A new time limit for the termination of the employment contract would be added to the Act. The time limit would be applied if the employer submitted a proposal for negotiations concerning its plan to terminate at least ten employees on production-related and financial reasons. The employment contract of a terminated employee could not end before 30 days have elapsed from the date a proposal for negotiations was submitted to the employment authority.

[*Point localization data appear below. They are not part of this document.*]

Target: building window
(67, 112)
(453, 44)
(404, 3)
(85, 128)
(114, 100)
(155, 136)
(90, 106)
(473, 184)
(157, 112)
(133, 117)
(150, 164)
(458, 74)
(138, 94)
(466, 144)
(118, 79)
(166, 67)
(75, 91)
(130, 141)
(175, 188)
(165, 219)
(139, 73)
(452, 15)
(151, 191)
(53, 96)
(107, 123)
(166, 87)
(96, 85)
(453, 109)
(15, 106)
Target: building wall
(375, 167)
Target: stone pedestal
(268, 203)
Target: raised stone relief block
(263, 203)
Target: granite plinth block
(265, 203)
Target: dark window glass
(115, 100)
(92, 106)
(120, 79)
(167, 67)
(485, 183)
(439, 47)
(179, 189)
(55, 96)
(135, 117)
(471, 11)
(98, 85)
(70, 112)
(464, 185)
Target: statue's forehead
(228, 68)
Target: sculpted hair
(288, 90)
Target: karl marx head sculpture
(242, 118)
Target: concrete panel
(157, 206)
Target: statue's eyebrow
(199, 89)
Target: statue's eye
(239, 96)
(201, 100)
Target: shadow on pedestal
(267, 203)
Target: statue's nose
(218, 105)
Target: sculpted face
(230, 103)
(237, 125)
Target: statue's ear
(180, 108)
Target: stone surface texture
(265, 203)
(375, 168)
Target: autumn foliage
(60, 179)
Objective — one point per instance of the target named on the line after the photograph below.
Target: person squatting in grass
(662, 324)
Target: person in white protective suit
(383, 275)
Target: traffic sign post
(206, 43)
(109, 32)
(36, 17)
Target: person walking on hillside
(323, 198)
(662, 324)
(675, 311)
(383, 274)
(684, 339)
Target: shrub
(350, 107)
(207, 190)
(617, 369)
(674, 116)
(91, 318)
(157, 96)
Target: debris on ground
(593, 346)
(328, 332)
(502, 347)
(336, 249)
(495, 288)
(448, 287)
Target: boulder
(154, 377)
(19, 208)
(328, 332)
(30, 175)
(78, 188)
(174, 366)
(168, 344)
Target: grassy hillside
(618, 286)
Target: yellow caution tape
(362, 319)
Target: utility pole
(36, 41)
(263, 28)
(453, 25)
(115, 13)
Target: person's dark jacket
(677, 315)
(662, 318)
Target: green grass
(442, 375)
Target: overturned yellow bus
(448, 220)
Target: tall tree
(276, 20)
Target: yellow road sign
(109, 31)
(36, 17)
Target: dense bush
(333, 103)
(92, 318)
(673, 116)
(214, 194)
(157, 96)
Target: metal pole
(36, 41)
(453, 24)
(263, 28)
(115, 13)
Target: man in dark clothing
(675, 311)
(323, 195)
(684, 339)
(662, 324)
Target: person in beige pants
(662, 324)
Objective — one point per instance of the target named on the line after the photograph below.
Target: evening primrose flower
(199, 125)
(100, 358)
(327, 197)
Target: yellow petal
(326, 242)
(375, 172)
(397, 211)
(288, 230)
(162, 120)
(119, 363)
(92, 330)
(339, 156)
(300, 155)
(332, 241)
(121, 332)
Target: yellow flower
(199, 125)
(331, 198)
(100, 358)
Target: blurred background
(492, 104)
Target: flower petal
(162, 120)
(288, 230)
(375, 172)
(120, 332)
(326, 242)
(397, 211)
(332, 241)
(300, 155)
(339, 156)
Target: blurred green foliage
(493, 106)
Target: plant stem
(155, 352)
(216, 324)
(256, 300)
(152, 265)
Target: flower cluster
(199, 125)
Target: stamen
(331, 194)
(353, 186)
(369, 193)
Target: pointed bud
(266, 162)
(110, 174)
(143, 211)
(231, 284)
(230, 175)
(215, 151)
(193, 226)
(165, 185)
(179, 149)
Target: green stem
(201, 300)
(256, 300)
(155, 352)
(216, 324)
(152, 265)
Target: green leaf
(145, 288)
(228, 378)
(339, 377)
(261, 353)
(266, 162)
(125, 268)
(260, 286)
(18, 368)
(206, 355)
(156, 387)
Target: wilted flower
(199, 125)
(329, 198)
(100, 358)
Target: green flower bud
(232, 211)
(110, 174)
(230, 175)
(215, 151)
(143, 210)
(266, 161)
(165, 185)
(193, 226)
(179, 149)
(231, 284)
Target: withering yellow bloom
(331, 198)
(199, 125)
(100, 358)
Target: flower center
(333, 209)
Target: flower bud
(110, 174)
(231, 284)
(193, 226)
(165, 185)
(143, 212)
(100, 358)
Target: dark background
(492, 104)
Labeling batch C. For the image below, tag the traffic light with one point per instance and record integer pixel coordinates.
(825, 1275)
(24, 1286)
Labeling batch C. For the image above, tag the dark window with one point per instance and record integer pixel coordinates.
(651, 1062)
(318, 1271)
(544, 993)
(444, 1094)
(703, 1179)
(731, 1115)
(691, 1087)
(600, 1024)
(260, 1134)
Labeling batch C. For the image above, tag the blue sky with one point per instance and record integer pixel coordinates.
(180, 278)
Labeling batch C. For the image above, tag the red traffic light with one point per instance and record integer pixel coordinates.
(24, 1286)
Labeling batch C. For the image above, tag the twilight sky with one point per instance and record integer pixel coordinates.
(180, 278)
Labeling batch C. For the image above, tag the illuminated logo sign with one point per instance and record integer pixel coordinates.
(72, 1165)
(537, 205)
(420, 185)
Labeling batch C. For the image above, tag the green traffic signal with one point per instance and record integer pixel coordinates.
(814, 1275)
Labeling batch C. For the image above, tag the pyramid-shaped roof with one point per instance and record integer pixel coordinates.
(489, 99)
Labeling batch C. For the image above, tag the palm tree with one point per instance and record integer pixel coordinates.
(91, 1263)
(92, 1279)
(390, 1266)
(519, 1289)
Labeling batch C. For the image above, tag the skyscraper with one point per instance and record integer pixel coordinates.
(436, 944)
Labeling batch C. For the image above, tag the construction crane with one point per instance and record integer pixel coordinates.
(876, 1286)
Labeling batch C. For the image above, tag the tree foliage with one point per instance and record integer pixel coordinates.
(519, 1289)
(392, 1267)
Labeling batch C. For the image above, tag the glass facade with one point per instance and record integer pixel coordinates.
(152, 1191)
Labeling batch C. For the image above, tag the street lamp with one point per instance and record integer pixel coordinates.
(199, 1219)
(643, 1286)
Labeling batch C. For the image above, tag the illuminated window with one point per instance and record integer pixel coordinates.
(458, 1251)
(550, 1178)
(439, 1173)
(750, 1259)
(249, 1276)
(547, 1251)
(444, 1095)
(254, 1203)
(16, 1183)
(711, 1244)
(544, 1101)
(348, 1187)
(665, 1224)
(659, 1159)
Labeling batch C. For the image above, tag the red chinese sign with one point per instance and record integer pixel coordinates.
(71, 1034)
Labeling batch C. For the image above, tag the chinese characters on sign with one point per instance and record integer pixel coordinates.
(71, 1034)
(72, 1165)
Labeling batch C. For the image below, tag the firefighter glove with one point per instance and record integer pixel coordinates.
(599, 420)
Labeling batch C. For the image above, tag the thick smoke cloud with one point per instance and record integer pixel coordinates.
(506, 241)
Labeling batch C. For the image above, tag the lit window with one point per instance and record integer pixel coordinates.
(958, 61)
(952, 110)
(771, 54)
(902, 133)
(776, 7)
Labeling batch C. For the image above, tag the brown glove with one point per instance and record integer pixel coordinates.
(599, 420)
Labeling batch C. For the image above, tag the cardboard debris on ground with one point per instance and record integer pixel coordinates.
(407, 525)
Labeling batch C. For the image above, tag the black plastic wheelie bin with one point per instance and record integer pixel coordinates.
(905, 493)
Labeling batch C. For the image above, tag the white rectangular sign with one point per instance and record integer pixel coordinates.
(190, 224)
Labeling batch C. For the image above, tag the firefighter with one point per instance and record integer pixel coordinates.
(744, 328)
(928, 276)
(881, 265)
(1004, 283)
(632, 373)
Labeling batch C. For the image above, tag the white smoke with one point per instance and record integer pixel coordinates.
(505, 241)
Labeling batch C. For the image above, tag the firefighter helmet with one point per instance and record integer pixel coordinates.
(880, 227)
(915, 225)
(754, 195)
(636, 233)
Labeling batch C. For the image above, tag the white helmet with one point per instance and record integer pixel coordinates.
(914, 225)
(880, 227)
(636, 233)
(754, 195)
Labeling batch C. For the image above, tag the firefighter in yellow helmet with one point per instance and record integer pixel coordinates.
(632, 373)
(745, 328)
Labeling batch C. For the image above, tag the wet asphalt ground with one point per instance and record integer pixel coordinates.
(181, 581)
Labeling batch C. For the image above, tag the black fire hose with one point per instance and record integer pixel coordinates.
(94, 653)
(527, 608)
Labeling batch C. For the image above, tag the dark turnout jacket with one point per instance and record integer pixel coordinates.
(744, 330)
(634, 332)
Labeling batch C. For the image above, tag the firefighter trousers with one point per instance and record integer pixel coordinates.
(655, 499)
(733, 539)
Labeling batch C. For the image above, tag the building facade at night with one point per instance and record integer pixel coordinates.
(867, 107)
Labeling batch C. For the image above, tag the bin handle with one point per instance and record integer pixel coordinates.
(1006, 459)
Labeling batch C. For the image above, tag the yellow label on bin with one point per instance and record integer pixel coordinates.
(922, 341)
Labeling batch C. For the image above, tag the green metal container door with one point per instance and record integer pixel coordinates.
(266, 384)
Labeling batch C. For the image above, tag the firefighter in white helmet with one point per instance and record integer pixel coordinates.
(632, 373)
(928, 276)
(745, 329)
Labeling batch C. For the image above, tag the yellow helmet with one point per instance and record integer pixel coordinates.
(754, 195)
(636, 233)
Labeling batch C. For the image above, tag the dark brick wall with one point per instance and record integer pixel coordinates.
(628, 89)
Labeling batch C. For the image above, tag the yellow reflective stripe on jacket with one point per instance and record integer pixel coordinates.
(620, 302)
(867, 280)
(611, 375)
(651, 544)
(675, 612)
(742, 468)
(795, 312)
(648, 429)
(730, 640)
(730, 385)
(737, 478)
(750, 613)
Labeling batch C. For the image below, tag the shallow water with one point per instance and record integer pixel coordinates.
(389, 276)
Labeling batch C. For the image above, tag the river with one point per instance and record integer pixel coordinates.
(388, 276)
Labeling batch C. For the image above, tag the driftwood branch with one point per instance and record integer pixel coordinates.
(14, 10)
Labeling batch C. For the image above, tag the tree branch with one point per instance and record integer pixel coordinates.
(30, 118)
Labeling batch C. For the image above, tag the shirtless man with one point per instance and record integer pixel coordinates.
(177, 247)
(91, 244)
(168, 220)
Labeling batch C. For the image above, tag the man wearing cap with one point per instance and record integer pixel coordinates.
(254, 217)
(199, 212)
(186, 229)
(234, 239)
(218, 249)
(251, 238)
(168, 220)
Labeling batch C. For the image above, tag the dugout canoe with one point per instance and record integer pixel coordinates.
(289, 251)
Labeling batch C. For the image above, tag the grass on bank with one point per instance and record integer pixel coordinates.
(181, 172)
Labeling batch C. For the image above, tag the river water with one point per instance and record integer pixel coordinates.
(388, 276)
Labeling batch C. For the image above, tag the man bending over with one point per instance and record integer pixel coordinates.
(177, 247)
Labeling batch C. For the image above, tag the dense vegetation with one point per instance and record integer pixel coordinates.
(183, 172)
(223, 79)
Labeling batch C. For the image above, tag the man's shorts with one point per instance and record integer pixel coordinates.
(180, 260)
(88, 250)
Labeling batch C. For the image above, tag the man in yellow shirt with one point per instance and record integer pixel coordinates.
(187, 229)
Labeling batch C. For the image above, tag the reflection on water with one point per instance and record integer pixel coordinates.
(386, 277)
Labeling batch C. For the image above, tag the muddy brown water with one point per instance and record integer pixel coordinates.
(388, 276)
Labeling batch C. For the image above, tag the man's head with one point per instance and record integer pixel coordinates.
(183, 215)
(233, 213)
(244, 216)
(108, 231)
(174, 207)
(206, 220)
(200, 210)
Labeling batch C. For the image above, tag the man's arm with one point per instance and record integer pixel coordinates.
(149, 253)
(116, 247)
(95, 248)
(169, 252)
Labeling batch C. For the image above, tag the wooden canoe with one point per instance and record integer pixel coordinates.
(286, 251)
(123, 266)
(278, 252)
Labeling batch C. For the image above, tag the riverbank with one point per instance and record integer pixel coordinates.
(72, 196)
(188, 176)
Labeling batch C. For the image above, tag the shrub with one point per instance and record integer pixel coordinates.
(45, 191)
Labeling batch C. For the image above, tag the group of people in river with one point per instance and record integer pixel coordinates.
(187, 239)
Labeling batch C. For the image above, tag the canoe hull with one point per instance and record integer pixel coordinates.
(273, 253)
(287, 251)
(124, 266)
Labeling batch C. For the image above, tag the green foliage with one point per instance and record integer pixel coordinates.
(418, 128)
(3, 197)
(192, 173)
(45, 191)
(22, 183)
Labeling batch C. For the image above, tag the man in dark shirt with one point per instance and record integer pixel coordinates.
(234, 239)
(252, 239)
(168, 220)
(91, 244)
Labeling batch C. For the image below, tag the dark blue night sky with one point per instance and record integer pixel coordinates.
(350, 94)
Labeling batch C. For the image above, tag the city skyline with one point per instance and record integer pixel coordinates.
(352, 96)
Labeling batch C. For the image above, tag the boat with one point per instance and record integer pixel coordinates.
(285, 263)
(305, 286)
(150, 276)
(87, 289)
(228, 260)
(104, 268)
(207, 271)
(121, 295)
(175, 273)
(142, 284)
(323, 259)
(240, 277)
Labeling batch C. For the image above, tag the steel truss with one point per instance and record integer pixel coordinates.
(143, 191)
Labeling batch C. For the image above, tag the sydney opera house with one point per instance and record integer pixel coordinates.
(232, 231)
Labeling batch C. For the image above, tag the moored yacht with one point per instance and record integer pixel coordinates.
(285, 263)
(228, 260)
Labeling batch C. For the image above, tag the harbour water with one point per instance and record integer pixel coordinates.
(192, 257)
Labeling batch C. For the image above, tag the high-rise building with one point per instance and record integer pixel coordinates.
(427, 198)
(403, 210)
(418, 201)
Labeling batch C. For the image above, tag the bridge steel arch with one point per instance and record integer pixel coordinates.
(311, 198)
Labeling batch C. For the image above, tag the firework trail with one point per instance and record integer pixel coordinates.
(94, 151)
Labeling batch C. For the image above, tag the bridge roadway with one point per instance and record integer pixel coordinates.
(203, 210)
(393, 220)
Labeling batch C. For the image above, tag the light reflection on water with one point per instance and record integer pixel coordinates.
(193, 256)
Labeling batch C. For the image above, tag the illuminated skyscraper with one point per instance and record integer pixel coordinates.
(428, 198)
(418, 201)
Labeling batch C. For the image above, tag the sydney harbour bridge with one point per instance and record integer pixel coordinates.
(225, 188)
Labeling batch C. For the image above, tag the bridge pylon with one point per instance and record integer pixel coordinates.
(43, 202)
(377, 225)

Government Programme entries to be implemented in two phases

The Government Programme’s entries on amendments to the Co-operation Act can be divided into three themes:

  1. Scope of application based on the number of employees
  2. Duration of change negotiations
  3. Board representation of employees

A tripartite working group discussed the matters related to the scope of application and the duration of the change negotiations during its first term of office on 11 December 2023–20 June 2024. In addition to the Ministry of Economic Affairs and Employment, the working group includes representatives from the Confederation of Finnish Industries, Federation of Finnish Enterprises, Central Organisation of Finnish Trade Unions SAK, Confederation of Unions for Professional and Managerial Staff in Finland Akava, and Finnish Confederation of Professionals STTK. The employee organisations together, the Confederation of Finnish Industries and the Federation of Finnish Enterprises gave a dissenting opinion on the working group’s report.

The working group’s report is circulated for comments from 28 June to 23 August 2024. The Government plans to submit its proposal to Parliament in November. The amendments would enter into force on 1 July 2025.

In addition, a report on the possible need to amend board representation will be drawn up. The report should be completed in late autumn 2024. The working group will discuss the report during its second term of office from 1 January 2025 to 31 March 2025. Subsequently, the Government’s mid-term policy review session will assess the need for amendments in spring 2025. Board representation refers to the representation of employees in the company’s administration, for example in the board of directors or senior management group.

Inquiries:
Jukka Sarhimaa, Special Adviser to the Minister of Employment, tel. +358 295 047 330
Elli Nieminen, Chief Specialist, Ministry of Economic Affairs and Employment, tel. +358 295 047 056 (available on 28 June and from 29 July)

The timeline describes the preparatory phases: Working group’s first term 11 December 2023–20 June 2024. Consultation round 28 June–23 August 2024. Report on the need to amend board representation autumn 2024. Government proposal November 2024. Working group’s second term 1 January–31 March 2025. Government’s mid-term policy review session spring 2025. Entry into force of the first-phase amendments to the Act 1 July 2025.